You know, if somebody in this country breaks, has some sort of a problem, oh, we have all kinds of compassion for them, we understand the hard rigors and the pressures of life in America, and we make all kinds of allowances for the mistakes that people make. But here we go on the military, nobody is allowed a mistake in the military, nobody is. It’s got to be by the book at all times, and if it’s not, why, there’s a systemic problem. Look, I’m not really playing devil’s advocate here. I’m being quite honest with you about this. I’m just totally uncomfortable with the total blow-up of this to something that it is not. It’s bad enough as it is, without having to blow it up into something that’s going to tie our hands and hamper us in the effort that we’re engaging in over there. They had a good time doing it. Okay, then let’s, what do we do, what’s the additional punishment for having a good time doing this? Life imprisonment, is that good enough for having a good time? Let’s get really tough with these people. It’s bad enough what they did, but they enjoyed it, let’s give them five more years or whatever we’re going to do to them, or maybe deny them — whatever we do, that will make us feel better, right?

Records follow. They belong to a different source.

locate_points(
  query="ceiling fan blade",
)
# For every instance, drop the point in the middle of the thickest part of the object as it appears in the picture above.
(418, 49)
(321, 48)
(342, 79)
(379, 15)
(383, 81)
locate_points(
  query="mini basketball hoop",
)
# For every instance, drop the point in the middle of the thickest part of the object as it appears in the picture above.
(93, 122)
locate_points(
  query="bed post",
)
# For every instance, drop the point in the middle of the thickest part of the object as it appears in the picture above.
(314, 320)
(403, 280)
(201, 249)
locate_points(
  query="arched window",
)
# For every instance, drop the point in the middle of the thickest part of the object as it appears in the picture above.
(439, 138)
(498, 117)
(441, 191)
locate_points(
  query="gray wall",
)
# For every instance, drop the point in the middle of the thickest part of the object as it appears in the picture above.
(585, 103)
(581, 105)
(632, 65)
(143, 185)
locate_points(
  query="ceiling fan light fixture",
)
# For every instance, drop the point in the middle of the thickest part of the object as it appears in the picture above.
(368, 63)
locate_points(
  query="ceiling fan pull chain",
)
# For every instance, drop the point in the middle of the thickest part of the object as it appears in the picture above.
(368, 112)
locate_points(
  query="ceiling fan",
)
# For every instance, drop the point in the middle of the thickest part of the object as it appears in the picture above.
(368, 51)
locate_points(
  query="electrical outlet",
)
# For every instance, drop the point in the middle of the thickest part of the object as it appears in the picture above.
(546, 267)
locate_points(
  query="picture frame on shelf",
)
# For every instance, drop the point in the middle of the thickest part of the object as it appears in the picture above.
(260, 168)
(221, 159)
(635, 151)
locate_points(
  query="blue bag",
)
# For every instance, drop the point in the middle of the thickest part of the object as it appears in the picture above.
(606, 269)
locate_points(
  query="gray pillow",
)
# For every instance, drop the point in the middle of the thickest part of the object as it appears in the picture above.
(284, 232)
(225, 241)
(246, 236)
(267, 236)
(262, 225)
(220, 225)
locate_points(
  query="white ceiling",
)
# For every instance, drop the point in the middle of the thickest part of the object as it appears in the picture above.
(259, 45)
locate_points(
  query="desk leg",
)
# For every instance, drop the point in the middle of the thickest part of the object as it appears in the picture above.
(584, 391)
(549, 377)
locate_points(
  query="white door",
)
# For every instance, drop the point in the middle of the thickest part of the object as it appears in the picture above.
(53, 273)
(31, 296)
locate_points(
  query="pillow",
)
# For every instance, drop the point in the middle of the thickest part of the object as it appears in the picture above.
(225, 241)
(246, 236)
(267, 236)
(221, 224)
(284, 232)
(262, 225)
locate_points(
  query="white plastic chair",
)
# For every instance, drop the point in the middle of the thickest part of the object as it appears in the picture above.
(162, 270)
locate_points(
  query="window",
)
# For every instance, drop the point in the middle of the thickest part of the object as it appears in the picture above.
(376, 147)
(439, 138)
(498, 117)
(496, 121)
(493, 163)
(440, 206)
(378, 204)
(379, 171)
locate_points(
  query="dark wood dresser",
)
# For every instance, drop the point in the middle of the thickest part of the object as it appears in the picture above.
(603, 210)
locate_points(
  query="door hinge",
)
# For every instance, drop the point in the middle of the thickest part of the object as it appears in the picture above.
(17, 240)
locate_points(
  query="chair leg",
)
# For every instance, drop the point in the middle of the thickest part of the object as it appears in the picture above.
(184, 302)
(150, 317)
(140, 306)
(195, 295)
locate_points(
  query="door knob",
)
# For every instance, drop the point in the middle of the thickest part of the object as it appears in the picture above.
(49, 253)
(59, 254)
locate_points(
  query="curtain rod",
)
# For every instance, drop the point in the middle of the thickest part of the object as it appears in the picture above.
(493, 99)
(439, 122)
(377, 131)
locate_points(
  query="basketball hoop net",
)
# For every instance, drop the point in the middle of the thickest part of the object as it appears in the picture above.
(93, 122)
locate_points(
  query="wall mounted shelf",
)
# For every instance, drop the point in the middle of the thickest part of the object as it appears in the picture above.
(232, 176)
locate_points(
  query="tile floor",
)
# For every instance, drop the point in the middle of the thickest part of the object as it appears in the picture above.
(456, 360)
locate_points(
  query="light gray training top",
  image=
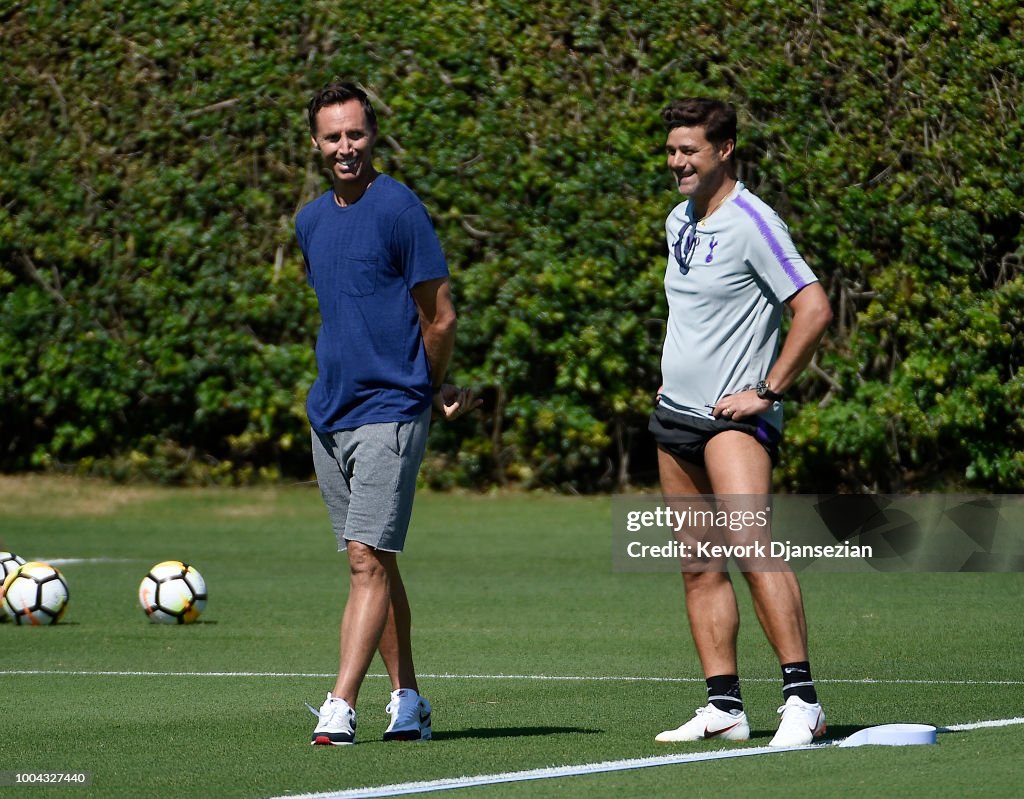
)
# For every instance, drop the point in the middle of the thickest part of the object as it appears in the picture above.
(725, 301)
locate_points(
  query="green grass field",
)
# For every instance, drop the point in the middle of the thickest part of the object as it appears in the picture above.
(511, 585)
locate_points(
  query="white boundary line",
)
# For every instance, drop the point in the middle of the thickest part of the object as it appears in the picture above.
(448, 784)
(401, 789)
(1001, 722)
(450, 676)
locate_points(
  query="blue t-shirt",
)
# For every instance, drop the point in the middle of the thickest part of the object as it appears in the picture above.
(363, 260)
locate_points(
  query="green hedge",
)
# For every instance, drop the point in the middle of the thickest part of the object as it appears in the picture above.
(154, 320)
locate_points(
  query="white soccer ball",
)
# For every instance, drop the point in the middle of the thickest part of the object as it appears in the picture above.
(8, 562)
(35, 593)
(172, 593)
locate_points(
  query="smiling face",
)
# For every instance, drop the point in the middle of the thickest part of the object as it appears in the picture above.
(345, 140)
(699, 167)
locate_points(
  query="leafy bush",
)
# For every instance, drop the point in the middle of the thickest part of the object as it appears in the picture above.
(154, 320)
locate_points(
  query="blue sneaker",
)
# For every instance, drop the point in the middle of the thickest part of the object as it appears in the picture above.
(410, 716)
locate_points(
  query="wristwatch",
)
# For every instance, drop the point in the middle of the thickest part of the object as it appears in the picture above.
(766, 393)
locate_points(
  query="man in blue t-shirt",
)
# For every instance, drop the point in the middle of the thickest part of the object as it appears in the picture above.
(386, 336)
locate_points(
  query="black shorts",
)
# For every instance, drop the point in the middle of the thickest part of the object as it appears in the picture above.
(686, 436)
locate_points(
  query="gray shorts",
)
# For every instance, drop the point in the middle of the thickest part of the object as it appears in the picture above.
(368, 479)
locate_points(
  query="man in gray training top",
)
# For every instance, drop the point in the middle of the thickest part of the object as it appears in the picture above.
(718, 422)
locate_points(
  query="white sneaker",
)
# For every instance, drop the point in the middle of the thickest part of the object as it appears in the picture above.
(801, 723)
(708, 723)
(336, 722)
(410, 716)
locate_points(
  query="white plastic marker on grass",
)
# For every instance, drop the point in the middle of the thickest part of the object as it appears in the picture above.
(892, 736)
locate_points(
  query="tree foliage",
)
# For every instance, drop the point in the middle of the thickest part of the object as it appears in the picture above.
(153, 316)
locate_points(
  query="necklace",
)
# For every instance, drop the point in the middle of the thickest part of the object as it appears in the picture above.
(715, 207)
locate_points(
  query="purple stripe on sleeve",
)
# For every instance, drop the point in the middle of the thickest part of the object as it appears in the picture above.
(773, 243)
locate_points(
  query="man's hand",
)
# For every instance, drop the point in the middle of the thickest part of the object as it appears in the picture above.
(452, 402)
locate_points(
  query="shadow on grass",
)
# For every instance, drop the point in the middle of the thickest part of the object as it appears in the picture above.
(454, 734)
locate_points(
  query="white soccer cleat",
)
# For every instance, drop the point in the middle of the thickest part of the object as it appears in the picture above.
(801, 723)
(336, 723)
(709, 723)
(410, 716)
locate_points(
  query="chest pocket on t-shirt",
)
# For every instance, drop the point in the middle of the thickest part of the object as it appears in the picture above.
(356, 275)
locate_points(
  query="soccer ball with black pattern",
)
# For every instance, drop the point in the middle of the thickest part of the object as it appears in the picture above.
(172, 592)
(8, 562)
(35, 593)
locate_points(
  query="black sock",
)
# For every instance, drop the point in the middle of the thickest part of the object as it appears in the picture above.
(723, 692)
(797, 682)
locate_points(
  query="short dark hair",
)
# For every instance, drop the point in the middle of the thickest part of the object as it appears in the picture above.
(334, 94)
(716, 117)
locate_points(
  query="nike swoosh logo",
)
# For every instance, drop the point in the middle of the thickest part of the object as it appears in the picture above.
(713, 733)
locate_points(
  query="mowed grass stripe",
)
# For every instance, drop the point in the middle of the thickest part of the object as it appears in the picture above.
(527, 677)
(525, 640)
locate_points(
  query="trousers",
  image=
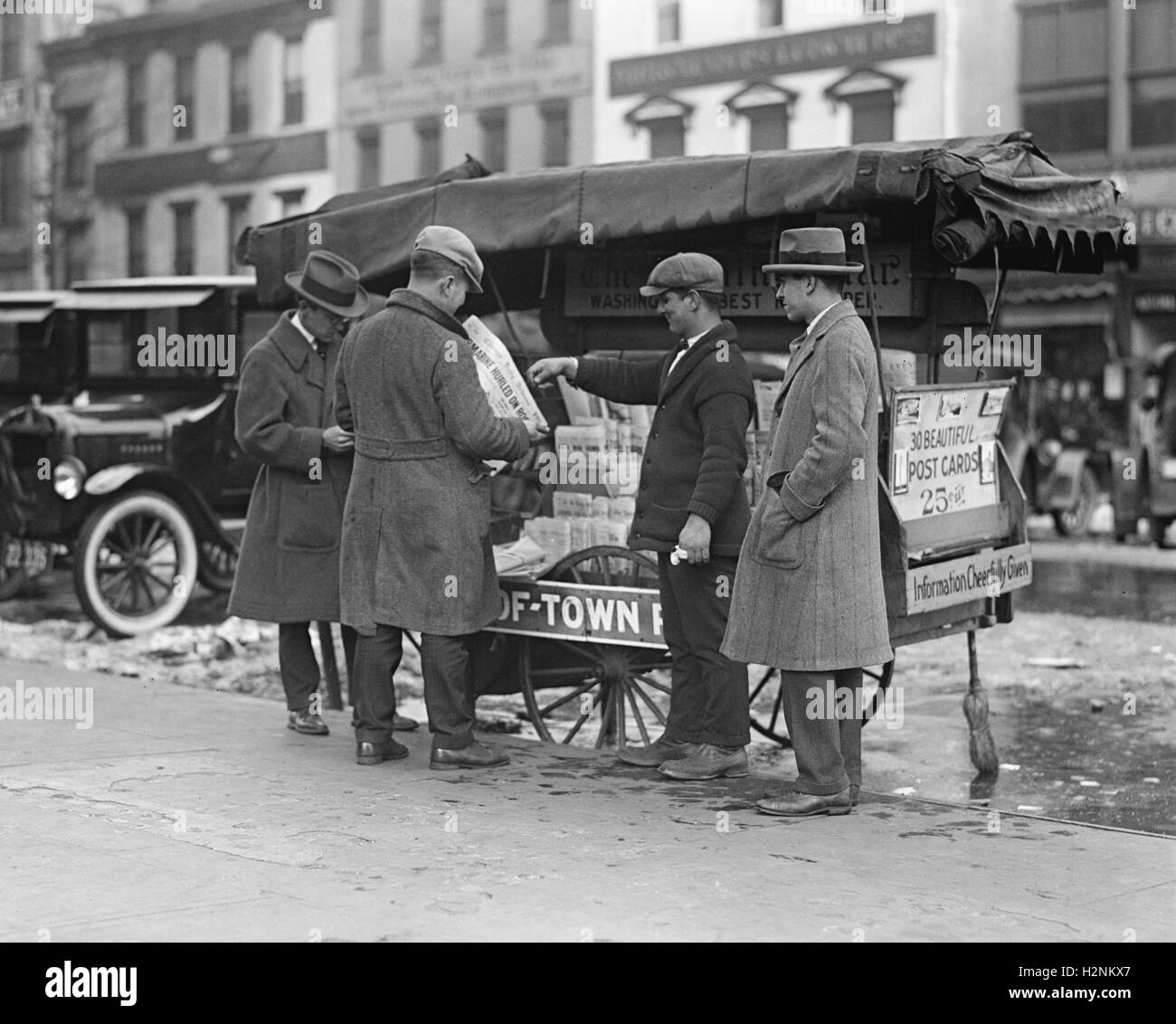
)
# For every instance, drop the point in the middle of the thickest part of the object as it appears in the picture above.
(447, 666)
(298, 666)
(822, 711)
(708, 701)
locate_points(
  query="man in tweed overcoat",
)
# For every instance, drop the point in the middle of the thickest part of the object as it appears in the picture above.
(808, 596)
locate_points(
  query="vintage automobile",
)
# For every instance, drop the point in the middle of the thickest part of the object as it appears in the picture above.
(121, 456)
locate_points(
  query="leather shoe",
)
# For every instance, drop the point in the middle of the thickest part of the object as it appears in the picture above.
(708, 762)
(306, 722)
(806, 804)
(375, 753)
(475, 755)
(657, 753)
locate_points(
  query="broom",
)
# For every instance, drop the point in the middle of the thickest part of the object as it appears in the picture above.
(981, 745)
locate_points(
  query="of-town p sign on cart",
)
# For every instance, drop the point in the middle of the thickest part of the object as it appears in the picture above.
(937, 226)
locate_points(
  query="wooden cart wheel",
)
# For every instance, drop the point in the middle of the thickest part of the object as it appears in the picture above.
(608, 693)
(765, 702)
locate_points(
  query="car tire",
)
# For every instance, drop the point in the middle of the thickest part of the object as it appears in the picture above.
(142, 548)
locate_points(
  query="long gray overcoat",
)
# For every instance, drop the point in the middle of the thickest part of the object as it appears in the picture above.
(808, 593)
(416, 528)
(289, 565)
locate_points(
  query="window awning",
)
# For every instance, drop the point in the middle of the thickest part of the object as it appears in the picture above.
(113, 300)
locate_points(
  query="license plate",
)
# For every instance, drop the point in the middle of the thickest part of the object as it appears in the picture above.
(31, 557)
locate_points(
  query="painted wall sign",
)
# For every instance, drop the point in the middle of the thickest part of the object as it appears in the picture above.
(848, 45)
(604, 283)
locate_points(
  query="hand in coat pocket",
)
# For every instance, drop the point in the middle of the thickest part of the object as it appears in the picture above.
(780, 535)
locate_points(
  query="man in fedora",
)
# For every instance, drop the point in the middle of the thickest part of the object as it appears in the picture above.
(289, 565)
(416, 529)
(690, 495)
(808, 599)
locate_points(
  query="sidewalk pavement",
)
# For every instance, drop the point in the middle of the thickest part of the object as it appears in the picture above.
(188, 815)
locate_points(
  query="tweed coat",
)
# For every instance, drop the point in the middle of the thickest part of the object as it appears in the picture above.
(416, 526)
(289, 565)
(808, 593)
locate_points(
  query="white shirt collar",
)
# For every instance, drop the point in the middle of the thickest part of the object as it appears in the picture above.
(812, 322)
(309, 337)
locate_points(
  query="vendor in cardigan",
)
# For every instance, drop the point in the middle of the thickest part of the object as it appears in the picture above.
(690, 497)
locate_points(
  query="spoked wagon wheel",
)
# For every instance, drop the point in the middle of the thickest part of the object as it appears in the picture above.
(608, 694)
(765, 701)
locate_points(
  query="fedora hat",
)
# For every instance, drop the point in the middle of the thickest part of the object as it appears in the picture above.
(811, 251)
(332, 282)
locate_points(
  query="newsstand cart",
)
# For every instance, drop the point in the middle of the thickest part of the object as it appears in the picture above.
(564, 253)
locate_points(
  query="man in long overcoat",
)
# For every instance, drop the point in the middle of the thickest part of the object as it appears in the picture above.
(416, 550)
(289, 565)
(808, 597)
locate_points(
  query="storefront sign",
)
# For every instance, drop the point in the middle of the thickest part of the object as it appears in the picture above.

It’s all about us. It’s all about us feeling better about what we’re seeing. We’re not even there. We don’t even know what it’s like. 99% of us have no idea what their lives are like. We feel bad because they’re enjoying what we see in a picture and we want to really let them have it. This sucks, folks. This really, really is getting out of hand. It’s not about us. And this whole self-absorption with us, why, that makes me look bad. It doesn’t make you look bad. You didn’t do it. No, it makes ugly American — you’re not an ugly American, we’re not ugly Americans. Screw all this. Stop making everything about us. Some people did something that was wrong. Fini. It’s over. Fix it. Move on.